Wear mechanisms of titanium and aluminium nitride coatings: A microtribological approach

Microtribology experiments were carried out on a set of protective nanostructured Ti1−xAlxN (0≤x≤1) coatings, deposited by radio frequency magnetron reactive sputtering onto steel substrates and Si(100). Tests were carried out at room temperature using low applied loads and sliding velocities to prevent from surface oxidation. The surfaces were in contact against alumina to avoid the sticking of the counterpart, using a ball-on-disc reciprocating tribometer. Thus, these conditions allow the determination of the wear behaviour of the nitride layer itself. Film wear mechanisms were investigated from the evolutions of the friction coefficient and scanning electron microscopy observations. Moreover, two different models were used to characterise the coating according to x Al content: calculations of film fracture toughness KIC from microindentation tests and crack propagation resistance CPRs from scratch experiments. By X-ray diffraction, growth directions of the crystallised domains of the nanostructured films are analysed.
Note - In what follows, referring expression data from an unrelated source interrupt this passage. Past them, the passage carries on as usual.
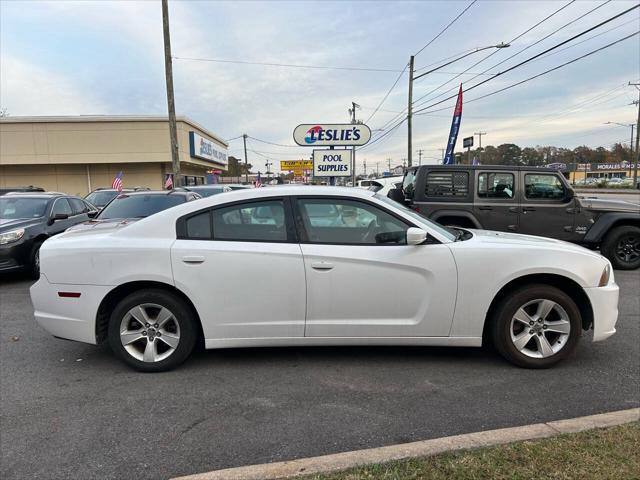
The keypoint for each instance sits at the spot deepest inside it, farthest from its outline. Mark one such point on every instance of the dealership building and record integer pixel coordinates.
(81, 153)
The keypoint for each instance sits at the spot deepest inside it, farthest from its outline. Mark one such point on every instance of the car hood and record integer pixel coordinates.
(601, 204)
(101, 226)
(526, 241)
(7, 224)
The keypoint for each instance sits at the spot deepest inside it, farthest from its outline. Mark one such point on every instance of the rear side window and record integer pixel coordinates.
(495, 185)
(199, 226)
(447, 184)
(77, 206)
(251, 222)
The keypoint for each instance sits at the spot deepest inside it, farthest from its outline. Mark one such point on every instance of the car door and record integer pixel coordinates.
(496, 205)
(363, 280)
(547, 209)
(242, 267)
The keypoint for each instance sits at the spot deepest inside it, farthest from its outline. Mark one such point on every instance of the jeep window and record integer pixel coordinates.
(409, 183)
(543, 187)
(447, 184)
(495, 185)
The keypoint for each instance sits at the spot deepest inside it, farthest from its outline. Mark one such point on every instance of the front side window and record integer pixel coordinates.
(253, 221)
(342, 221)
(543, 187)
(61, 206)
(447, 184)
(495, 185)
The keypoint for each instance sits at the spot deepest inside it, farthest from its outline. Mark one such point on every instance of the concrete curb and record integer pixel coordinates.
(345, 460)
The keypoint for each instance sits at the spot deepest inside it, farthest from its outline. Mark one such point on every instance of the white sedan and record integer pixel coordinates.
(263, 267)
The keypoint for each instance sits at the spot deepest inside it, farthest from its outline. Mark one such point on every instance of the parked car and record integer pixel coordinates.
(535, 201)
(208, 190)
(215, 272)
(101, 196)
(30, 188)
(28, 219)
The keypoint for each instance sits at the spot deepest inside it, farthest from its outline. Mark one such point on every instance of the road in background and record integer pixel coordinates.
(71, 410)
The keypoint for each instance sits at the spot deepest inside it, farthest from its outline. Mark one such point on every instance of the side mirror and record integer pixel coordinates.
(396, 195)
(416, 236)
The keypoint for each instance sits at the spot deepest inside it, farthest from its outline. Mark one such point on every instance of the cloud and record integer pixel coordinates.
(27, 89)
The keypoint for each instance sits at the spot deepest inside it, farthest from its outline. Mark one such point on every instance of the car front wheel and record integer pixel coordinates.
(536, 326)
(152, 330)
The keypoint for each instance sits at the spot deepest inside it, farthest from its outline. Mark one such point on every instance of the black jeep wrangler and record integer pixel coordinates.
(534, 201)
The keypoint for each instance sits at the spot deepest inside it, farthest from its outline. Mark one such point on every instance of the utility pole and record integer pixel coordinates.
(410, 109)
(168, 72)
(480, 144)
(352, 111)
(635, 166)
(246, 165)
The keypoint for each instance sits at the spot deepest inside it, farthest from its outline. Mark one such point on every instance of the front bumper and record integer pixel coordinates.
(69, 318)
(604, 302)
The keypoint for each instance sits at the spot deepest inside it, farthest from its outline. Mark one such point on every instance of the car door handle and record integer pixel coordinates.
(193, 259)
(322, 265)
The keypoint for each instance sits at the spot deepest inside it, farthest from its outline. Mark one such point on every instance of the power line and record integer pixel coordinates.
(288, 65)
(445, 28)
(385, 97)
(534, 57)
(494, 52)
(552, 69)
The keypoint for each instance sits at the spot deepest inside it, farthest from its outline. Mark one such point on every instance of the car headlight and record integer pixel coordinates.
(12, 236)
(606, 275)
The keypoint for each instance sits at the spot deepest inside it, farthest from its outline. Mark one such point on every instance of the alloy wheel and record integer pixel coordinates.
(540, 328)
(628, 248)
(149, 332)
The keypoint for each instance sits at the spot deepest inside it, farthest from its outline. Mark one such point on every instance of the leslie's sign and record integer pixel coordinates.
(325, 135)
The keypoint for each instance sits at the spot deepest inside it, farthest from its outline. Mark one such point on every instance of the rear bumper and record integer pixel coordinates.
(64, 317)
(604, 301)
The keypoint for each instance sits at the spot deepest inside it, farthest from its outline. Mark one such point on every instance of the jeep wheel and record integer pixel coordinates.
(622, 247)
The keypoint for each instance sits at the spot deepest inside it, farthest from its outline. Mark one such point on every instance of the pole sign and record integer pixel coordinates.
(331, 135)
(298, 167)
(332, 163)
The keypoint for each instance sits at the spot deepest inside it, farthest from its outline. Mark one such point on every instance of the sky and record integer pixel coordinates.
(107, 58)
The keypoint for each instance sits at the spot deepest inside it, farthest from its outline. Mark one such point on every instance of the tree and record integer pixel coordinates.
(236, 168)
(510, 154)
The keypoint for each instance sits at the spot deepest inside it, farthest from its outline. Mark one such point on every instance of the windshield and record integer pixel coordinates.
(100, 199)
(139, 206)
(207, 191)
(13, 207)
(419, 218)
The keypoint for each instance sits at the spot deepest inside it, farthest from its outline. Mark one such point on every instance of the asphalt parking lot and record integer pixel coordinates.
(71, 410)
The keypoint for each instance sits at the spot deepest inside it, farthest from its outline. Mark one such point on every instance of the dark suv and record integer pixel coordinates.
(28, 219)
(535, 201)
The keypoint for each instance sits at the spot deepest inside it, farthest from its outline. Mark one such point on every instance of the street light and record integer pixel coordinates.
(412, 78)
(632, 125)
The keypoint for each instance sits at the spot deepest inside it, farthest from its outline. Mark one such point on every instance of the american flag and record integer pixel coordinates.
(117, 182)
(168, 183)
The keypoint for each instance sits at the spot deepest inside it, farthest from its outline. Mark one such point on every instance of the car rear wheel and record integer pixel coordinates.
(152, 330)
(536, 326)
(622, 247)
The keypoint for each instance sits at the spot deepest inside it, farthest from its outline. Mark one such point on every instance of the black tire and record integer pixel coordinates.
(185, 323)
(501, 327)
(622, 247)
(34, 262)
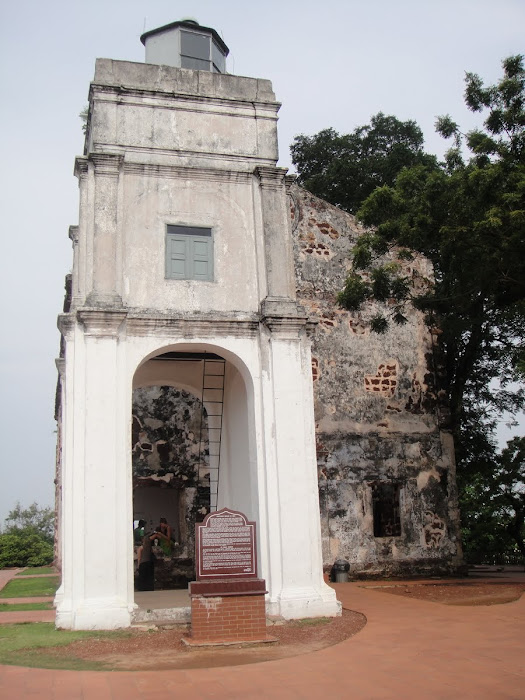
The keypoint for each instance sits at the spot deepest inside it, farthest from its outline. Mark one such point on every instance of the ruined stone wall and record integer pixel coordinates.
(385, 459)
(170, 451)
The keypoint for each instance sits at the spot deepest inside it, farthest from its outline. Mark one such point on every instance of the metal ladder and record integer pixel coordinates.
(212, 403)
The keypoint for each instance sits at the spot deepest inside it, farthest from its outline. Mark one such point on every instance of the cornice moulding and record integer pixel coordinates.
(186, 172)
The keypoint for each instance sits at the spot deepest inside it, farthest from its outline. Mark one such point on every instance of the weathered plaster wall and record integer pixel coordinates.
(379, 412)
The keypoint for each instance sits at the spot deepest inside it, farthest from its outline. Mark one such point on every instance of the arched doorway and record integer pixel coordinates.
(190, 452)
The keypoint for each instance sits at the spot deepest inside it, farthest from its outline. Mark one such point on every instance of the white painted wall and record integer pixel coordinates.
(184, 147)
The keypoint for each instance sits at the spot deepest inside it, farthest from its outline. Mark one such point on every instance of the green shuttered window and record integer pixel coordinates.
(189, 253)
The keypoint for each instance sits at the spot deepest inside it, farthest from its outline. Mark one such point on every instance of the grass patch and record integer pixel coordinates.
(30, 587)
(8, 607)
(28, 644)
(37, 570)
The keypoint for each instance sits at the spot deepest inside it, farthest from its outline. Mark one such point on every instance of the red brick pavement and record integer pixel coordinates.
(409, 650)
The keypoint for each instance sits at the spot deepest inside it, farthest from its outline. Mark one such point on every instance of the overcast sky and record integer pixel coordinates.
(334, 63)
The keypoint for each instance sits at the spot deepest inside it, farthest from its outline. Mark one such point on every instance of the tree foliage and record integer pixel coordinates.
(34, 518)
(27, 538)
(467, 216)
(345, 168)
(493, 504)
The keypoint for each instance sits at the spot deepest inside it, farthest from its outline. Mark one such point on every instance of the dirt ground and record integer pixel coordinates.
(163, 648)
(464, 593)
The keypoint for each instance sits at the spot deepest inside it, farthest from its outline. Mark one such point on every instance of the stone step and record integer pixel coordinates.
(162, 615)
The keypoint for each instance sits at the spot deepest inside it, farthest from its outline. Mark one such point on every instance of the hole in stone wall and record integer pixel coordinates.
(386, 509)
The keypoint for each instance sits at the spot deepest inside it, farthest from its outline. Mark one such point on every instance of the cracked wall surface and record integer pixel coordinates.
(379, 410)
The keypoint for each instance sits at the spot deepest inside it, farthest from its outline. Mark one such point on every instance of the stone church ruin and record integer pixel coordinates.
(205, 364)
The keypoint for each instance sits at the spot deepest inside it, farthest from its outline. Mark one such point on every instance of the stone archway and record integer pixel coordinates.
(170, 468)
(181, 442)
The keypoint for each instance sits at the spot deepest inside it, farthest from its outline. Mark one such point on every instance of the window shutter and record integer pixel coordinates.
(202, 258)
(189, 253)
(177, 257)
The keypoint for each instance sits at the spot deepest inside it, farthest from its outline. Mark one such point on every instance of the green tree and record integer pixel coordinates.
(345, 168)
(468, 218)
(27, 538)
(493, 505)
(34, 519)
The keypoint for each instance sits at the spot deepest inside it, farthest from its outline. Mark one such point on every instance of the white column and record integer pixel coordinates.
(295, 581)
(96, 591)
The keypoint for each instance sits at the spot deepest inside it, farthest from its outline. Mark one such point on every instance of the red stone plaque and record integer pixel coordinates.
(225, 544)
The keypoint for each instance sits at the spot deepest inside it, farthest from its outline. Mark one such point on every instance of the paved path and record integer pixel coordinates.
(409, 650)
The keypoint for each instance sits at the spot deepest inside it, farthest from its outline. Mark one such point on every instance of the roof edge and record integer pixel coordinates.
(189, 24)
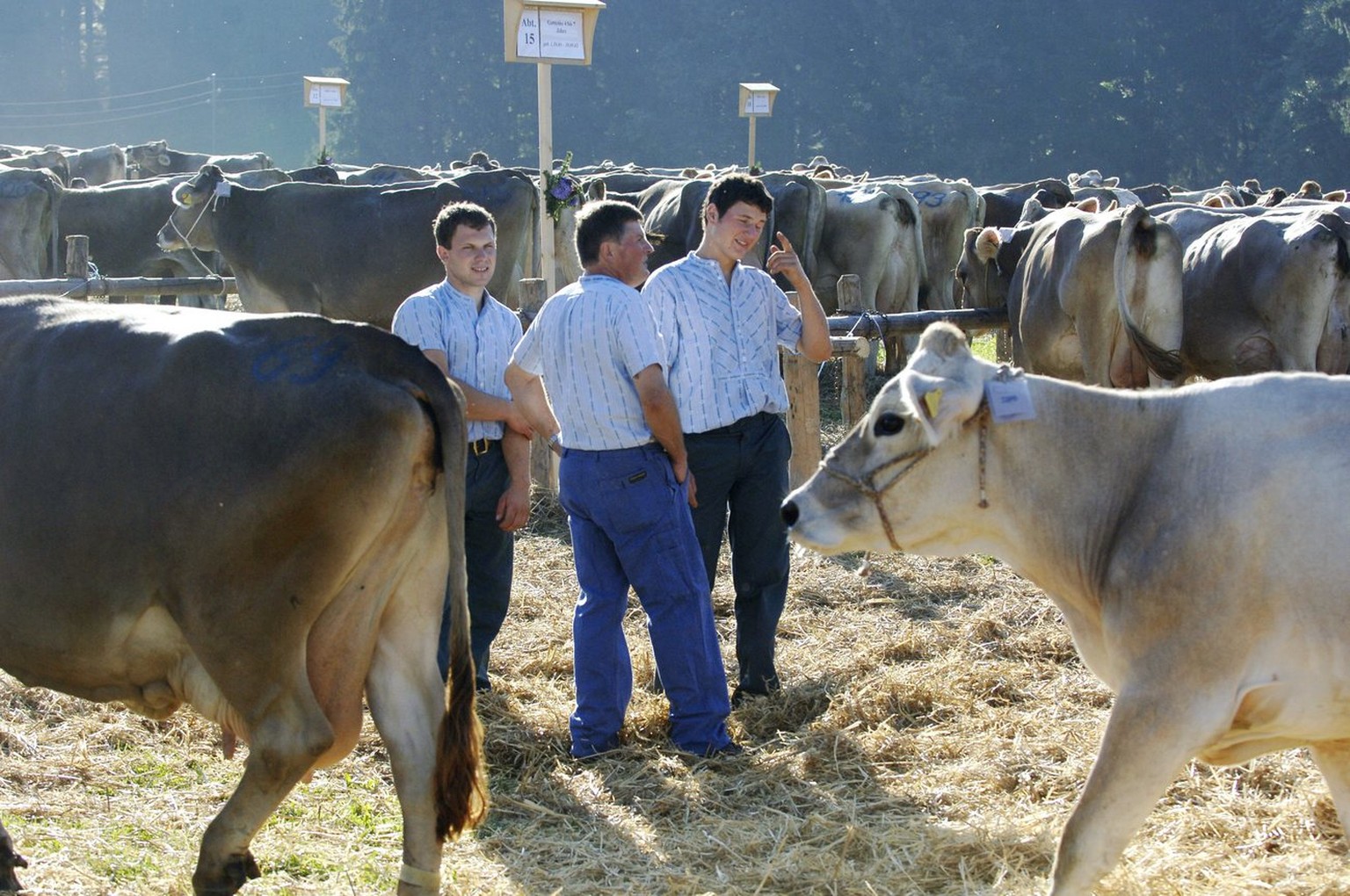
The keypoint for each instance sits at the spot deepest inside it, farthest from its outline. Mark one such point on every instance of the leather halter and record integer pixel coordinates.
(866, 483)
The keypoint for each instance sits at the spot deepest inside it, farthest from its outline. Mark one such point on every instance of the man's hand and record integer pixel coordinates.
(518, 422)
(513, 508)
(782, 259)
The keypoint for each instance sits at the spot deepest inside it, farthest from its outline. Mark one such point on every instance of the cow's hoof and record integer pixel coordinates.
(236, 873)
(10, 860)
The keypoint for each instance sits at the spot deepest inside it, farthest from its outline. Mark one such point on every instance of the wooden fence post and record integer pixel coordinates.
(853, 367)
(543, 463)
(77, 257)
(803, 413)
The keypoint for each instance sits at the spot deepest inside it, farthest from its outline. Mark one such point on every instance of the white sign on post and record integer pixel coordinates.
(526, 37)
(324, 95)
(561, 35)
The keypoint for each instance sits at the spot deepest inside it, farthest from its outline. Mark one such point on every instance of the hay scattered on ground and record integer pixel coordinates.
(933, 734)
(934, 730)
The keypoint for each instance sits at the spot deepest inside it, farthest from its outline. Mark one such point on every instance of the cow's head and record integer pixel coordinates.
(188, 224)
(899, 473)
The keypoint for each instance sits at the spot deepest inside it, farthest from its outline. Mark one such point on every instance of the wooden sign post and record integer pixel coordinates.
(547, 33)
(756, 101)
(325, 93)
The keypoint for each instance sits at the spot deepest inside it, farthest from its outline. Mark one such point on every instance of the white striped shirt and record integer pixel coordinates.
(587, 343)
(721, 340)
(476, 343)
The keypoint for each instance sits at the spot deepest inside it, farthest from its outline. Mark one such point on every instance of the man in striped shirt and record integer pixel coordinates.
(470, 336)
(625, 485)
(722, 322)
Combining the results obtained from the different mechanical tests, the film damages caused by friction stresses are presented as a function of composition and micro-and nanostructure of the films, which play a crucial role in the functionality of coatings. The amount of wear debris generated by friction is directly linked to the coating crack initiation resistance. The nature of wear debris, i.e. ductile or brittle, acting as a third body, has a major influence on the evolution of the thin film damage.